Phil took another film out of its canister, slipped the reel onto the projector, and began threading it. The truth was, until he said it out loud, he didn’t even know he was thinking about another virgin. The last one had been the Jenkuns girl, whose untimely reappearance had spurred them to find the caves and the Oubliette. A virgin, yes, but at twelve she’d already had a few coils of soft curly black hairs at the pubis, and swollen little bubbies.

This time he was thinking of something younger-like that little mixed-race girl he’d seen with Holly in August, at the strip mall.
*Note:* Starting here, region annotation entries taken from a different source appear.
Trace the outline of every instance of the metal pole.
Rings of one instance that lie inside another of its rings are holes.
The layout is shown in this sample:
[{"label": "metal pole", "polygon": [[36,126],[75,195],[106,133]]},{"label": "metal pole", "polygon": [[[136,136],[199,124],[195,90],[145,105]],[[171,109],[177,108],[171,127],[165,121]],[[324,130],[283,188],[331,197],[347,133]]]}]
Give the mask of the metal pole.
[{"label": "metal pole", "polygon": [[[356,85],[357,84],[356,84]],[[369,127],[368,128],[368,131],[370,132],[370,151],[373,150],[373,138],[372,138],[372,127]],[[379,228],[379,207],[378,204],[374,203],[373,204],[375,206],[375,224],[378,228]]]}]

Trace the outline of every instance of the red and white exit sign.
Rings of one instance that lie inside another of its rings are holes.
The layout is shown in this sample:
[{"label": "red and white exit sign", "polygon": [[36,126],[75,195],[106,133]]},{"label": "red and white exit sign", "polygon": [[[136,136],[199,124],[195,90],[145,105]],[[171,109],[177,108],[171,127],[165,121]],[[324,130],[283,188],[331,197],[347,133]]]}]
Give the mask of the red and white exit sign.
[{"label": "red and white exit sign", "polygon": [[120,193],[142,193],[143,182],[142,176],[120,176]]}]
Prettiest little thing he’d ever set eyes on. Phil had been loitering around the phone booth outside the supermarket, waiting for a call from Tex Wanger at the time, so he hadn’t approached them, but he’d asked Holly about the girl at their next session. Her niece, she said; six years old, she said. Which meant the child was a virgin for sure-how sweet that would be, Phil told himself. And there was yet another advantage to choosing the niece: when it was all over, the aunt would still be around to give him one of her marvelous massages.